I've done a fair amount of reading here on SO and learned that I should generally avoid manipulation of formula objects
as strings, but I haven't quite found how to do this in a safe manner:
tf <- function(formula = NULL, data = NULL, groups = NULL, ...) {
# Arguments are unquoted and in the typical form for lm etc
# Do some plotting with lattice using formula & groups (works, not shown)

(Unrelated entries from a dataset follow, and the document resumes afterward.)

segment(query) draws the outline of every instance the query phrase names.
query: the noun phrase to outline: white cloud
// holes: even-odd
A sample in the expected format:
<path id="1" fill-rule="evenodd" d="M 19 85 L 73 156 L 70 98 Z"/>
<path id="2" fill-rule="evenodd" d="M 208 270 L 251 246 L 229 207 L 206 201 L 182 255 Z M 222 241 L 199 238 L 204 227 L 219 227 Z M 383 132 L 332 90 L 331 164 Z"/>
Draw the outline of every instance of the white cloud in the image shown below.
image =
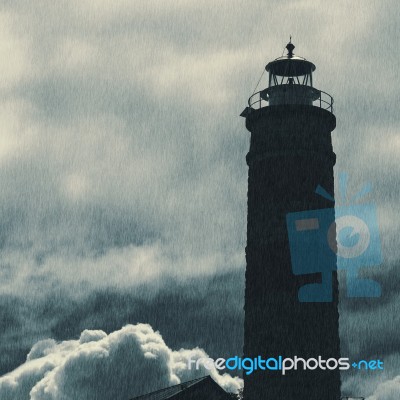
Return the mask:
<path id="1" fill-rule="evenodd" d="M 150 325 L 127 325 L 107 335 L 82 332 L 79 340 L 36 343 L 27 361 L 0 378 L 2 400 L 124 399 L 208 374 L 188 370 L 187 360 L 207 357 L 198 348 L 171 350 Z M 209 372 L 225 390 L 242 380 Z"/>

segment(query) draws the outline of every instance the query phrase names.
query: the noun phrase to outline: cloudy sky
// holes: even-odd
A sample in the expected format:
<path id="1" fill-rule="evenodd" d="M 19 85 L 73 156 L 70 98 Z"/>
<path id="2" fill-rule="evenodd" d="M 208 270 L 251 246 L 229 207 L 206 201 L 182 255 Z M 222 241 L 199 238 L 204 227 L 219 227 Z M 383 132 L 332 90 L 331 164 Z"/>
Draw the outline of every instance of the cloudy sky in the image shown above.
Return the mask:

# Append 'groups' to 'formula':
# Change y ~ x as passed in argument 'formula' to
# y ~ x * gr where gr is the argument 'groups' with
# scoping so it will be understood by aov
new_formula <- y ~ x * gr
# Now do some anova (could do if formula were right)
model <- aov(formula = new_formula, data = data)
# And print the aov table on the plot (can do)
print(summary(model)) # this will do for testing
}
Perhaps the closest I came was to use reformulate
but that only gives +
on the RHS, not *
. I want to use the function like this:
p <- tf(carat ~ color, groups = clarity, data = diamonds)
and have the aov results for carat ~ color * clarity. Thanks in Advance.
Solution
Here is a working version based on @Aaron's comment which demonstrates what's happening:
tf <- function(formula = NULL, data = NULL, groups = NULL, ...) {
print(deparse(substitute(groups)))
f <- paste(".~.*", deparse(substitute(groups)))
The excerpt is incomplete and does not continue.